Ga direct naar de inhoud Ga direct naar de footer

6-stappenplan is EVRM-proof

Het AMLC heeft vaak de vraag gekregen of toepassing van het 6-stappenplan van het Gerechtshof Amsterdam in witwaszaken niet in strijd is met verschillende rechtsbeginselen. Bijvoorbeeld: mag van een verdachte onder bepaalde omstandigheden worden verlangd dat hij een verklaring geeft voor de herkomst van het geld? Is dit niet in strijd met het zwijgrecht? Naar aanleiding van een Belgische witwaszaak is hierover sinds mei 2017 een uitspraak van het Europese Hof voor de Rechten van de Mens (EHRM).

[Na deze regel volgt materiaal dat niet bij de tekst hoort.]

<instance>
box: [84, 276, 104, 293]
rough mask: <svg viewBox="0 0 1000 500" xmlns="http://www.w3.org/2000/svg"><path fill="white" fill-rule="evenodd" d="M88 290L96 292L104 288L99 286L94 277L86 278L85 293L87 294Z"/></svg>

De Nederlandse Zschüschen opent in maart 2003 een bankrekening in België en stort daar binnen twee maanden in vijf transacties een totaalbedrag van 75.000 euro. Zschüschen heeft drugsantecedenten en geen inkomen (in Nederland). Er wordt een witwaszaak tegen hem gestart in België. In eerste instantie verklaart hij dat het geld is verdiend met niet gefiscaliseerd (zwart) werk gedurende 4 jaar. Hij wil geen namen van werkgevers noemen. Vervolgens beroept hij zich gedurende het gehele proces op zijn zwijgrecht.

In 2006 wordt Zschüschen in België veroordeeld tot 10 maanden voorwaardelijke gevangenisstraf, 5.000 euro boete en confiscatie van de 75.000 euro.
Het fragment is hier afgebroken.